Tröltzschs Zusammenfassung plus Entscheidungsleitfaden:

  • Solange Sie nur entfernen, ist das einzige, was Ihnen wirklich Kopfschmerzen machen kann, die Compliance des Patienten.
  • Wenn Sie auf ein Erhaltprotokoll aussind, also auf ein Ridge-Preservation-Protokoll gehen, und Sie stufen sich selber von der chirurgischen Erfahrung her eher im Mittelfeld ein, dann würde ich vorschlagen, dass Sie sich auf wenige Risikofaktoren beschränken. Wenn Sie erfahrener sind, können Sie auch bei schwierigeren Patienten Erhaltprotokolle ansetzen, wenn Sie das Weichteilmanagement beherrschen!
  • Wenn Sie augmentieren wollen, dann müssen Sie verrückt sein, dann können Sie sich auch an die kritischen Fälle wagen – oder Sie nehmen sich gesunde Patienten mit wenig Risikofaktoren und haben dann gute Aussichten, dass das Ganze klappt.
  • Gewöhnen Sie sich auch zusätzlich zur Anamnese an, die Erwartungen des Patienten abzufragen. Das Management der Erwartungen des Patienten ist heutzutage genauso wichtig wie Ihre chirurgische Fähigkeit.

 

Drei Fragen an …

Gibt es ein Standardvorgehen, wenn ein Implantat entfernt werden muss?
Dr. Markus Tröltzsch: Nein. Es muss situationsorientiert mit dem Patienten nach dessen Wünschen, Defektart, Infektionsstatus und auch dem Können des Chirurgen entschieden werden.

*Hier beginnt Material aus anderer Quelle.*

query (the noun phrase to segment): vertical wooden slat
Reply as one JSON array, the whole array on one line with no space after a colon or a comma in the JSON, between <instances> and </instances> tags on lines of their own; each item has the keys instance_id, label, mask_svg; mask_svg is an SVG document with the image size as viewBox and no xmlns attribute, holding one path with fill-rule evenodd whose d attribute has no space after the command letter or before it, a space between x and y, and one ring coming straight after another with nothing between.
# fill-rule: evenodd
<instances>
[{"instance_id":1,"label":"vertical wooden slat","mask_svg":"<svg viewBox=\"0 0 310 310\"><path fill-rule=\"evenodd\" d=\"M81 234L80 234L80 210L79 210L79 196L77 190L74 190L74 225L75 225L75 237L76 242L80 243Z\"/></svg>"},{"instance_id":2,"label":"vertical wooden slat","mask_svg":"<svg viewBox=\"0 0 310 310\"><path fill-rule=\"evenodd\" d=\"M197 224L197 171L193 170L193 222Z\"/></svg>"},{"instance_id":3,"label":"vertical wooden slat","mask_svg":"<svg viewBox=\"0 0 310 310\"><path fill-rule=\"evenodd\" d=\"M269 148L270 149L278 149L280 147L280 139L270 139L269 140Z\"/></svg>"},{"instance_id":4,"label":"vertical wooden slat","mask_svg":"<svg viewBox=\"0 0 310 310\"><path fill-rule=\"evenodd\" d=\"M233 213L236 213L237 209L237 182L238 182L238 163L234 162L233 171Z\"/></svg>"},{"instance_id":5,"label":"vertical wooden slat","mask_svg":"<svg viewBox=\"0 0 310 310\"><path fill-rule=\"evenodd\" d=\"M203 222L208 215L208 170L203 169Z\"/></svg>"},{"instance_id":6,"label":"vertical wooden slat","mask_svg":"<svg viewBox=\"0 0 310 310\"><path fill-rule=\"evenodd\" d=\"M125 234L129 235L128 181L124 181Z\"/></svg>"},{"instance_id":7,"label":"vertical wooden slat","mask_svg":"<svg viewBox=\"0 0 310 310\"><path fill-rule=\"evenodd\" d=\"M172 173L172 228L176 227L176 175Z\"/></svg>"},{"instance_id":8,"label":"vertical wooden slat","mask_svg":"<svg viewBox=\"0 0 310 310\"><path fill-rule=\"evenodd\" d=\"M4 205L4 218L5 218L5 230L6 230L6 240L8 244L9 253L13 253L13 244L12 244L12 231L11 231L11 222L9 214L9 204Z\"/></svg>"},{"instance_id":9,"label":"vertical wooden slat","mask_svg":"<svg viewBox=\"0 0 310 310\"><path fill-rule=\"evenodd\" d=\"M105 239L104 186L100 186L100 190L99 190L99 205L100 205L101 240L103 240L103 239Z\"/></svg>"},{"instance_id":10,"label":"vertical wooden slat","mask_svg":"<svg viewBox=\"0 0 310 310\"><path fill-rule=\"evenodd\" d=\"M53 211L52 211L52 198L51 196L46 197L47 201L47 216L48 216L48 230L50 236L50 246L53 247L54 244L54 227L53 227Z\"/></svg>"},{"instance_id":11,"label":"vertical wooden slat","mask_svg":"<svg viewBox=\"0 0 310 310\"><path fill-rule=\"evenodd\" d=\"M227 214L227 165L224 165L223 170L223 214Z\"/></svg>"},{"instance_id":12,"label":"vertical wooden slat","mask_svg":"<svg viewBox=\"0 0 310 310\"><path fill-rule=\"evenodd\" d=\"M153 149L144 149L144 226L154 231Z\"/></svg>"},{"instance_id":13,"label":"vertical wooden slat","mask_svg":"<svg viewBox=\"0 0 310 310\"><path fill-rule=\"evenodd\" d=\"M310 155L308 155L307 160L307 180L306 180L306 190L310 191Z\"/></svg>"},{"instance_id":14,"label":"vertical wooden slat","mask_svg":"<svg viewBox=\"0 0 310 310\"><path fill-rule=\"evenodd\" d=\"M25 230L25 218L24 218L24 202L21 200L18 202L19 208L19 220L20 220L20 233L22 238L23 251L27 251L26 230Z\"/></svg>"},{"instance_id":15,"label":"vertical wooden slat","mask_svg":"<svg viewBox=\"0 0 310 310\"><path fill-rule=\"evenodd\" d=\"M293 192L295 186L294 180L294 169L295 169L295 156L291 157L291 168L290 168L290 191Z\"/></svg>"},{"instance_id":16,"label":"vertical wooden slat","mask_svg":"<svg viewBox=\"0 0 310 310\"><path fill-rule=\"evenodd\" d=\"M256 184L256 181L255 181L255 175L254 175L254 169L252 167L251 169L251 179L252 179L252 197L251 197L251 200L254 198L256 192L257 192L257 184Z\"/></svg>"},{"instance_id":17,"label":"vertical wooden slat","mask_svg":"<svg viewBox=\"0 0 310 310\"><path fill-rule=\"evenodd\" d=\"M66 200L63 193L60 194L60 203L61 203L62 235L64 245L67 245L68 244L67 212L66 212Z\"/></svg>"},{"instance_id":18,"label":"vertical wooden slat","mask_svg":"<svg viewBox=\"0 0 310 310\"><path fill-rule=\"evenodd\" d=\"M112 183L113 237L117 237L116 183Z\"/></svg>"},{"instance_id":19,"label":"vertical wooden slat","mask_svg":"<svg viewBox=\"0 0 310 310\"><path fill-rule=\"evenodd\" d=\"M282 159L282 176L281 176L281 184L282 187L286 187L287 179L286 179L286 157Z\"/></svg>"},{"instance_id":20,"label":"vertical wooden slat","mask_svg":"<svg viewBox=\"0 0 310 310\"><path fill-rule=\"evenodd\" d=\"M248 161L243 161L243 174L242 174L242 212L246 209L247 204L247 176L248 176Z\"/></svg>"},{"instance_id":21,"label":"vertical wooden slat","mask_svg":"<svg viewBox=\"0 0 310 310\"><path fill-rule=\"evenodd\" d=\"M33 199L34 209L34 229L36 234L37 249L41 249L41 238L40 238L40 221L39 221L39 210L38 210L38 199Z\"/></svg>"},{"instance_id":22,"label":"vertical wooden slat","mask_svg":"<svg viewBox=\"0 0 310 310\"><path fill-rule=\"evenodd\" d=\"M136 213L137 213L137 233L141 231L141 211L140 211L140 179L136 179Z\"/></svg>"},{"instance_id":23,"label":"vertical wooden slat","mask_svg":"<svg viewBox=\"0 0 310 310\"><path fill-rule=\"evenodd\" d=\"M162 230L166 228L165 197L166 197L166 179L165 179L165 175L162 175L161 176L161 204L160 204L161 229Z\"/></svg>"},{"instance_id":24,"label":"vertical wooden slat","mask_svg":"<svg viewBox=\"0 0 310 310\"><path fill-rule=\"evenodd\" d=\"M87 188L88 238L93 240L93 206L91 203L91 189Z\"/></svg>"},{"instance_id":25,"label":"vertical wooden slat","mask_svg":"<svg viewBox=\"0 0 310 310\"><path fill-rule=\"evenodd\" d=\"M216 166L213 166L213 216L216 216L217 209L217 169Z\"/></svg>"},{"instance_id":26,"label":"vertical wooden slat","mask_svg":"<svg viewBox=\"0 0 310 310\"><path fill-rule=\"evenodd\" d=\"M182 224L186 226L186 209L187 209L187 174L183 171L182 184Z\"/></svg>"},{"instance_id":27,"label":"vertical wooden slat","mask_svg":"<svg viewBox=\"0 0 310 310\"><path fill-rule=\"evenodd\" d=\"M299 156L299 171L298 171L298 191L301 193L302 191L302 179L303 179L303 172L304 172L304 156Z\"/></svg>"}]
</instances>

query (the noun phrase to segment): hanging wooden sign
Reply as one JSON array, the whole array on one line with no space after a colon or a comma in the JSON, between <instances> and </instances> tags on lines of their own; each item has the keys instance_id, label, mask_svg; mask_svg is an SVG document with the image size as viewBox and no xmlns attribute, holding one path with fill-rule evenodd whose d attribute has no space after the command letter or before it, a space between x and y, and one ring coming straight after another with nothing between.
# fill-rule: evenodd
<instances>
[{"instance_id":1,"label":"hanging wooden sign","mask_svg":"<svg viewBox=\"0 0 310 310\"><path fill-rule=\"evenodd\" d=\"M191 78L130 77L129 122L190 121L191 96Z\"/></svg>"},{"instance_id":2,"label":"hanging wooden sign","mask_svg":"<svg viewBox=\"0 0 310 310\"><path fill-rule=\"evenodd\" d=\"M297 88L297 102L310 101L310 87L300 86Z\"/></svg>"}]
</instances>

Welchen Vorteil hat die simultane Augmentation mit der Implantatentfernung?
Tröltzsch: Der Vorteil ist, dass das vorhandene Gewebe optimal erhalten werden kann sowie gegebenenfalls ein später gut verformbarer Zustand hergestellt wird. Und wenn das Vorgehen erfolgreich ist, erspart man zudem dem Patienten einen Sekundäreingriff.

Warum augmentiert man dann nicht immer gleich mit einem Gitter, wenn man ein Implantat entfernt?
Tröltzsch: Nicht immer ist es aufgrund der Defektgeometrie nötig, in einigen Fällen werden auch kleinere Techniken der Ridge Preservation ausreichen. Bei Infektionen ist das Vorgehen kritisch zu sehen, wir sind da zurückhaltend, obwohl wir in Einzelfällen positive Erfahrungen gemacht haben.